Für die vorübergehende Spitze im Jahr 2024 ist eine Erklärung naheliegend: In der Coronazeit wurden weniger Impfungen vorgenommen, und in Bezug auf die beiden Erkrankungen sind ebensolche sehr wirkungsvoll. Bei Masern ist eine Durchimpfungsrate von 95 Prozent erforderlich, damit es praktisch keine Chance mehr hat. In der Coronazeit ist die Rate gesunken. Aktuelle Daten liegen nicht vor, sie dürfte aber noch nicht stark genug gestiegen sein: Auch wenn es derzeit keine bis sehr wenige Erkrankungsfälle gibt, könnte es nach Einschätzung von Fidler daher jederzeit wieder zu sehr vielen kommen.

Hubert Dünser
“Wir haben in diesem Jahr zwei-, dreimal mehr Keuchhusten-Auffrischungsimpfungen”, berichtet der Allgemeinmediziner Hubert Dünser, der in Röthis eine Ordination betreibt. Foto: Dünser

Der Allgemeinmediziner Hubert Dünser, der in Röthis eine Ordination betreibt, stellt jedoch fest, dass “dieser Peak im Jahr 2024” etwas bewirkt hat: In der Bevölkerung habe das Problembewusstsein deutlich zugenommen. Zum Beispiel eben auch in Bezug auf Keuchhusten, wie Dünser aus der Praxis berichtet: “Ich sehe das bei den Vorsorgeuntersuchungen. Da frage ich den Impfstatus ab und merke, dass die Leute das wollen. Wir haben in diesem Jahr zwei-, dreimal mehr Keuchhusten-Auffrischungsimpfungen.” Ebensolche werden Erwachsenen alle fünf Jahre empfohlen.

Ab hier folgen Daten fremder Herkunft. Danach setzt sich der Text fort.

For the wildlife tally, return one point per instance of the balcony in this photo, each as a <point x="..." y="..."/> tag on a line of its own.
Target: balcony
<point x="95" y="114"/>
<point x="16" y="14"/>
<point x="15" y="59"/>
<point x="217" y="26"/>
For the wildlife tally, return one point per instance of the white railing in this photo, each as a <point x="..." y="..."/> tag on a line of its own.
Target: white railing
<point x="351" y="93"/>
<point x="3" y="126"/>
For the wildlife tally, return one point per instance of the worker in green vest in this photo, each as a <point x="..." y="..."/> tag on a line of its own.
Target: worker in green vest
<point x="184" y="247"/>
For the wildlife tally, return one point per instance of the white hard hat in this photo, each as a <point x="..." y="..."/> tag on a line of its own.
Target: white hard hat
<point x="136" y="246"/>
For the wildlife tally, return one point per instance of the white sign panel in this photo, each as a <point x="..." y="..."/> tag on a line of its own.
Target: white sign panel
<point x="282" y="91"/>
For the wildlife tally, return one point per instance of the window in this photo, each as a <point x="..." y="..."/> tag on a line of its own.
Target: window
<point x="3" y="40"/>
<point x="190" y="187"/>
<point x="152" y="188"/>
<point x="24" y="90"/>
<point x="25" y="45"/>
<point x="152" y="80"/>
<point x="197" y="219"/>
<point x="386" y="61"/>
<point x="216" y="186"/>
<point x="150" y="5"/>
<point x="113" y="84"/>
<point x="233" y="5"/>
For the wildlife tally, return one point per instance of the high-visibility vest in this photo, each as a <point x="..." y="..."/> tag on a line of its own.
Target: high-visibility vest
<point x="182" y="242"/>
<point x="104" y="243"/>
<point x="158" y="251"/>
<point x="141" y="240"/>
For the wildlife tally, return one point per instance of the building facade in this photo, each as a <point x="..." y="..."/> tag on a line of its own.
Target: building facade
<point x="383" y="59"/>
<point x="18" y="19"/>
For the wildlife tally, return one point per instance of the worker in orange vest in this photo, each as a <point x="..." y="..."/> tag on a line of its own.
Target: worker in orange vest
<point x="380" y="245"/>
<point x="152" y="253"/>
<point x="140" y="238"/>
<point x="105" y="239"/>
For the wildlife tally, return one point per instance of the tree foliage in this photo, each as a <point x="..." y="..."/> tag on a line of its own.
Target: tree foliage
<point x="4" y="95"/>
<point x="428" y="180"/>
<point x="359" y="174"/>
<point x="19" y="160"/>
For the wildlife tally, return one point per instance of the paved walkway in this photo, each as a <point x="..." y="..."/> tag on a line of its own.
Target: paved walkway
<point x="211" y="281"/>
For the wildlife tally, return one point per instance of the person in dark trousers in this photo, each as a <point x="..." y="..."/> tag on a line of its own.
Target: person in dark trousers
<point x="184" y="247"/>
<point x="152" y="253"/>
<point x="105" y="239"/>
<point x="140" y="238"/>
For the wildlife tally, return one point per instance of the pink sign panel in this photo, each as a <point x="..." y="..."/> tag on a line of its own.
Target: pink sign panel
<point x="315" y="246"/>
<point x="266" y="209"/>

Dass es mittlerweile weniger Erkrankungsfälle gibt, führt man beim Land auf mehrere Faktoren zurück: “Zum einen haben die erhöhten Fallzahlen der vergangenen Jahre zu einer größeren Immunität in der Bevölkerung beigetragen. Zum anderen wurde im Zuge der Ausbruchsgeschehen verstärkt auf den Impfschutz aufmerksam gemacht, wodurch wohl zahlreiche Personen fehlende Impfungen beziehungsweise Auffrischungsimpfungen nachgeholt haben.”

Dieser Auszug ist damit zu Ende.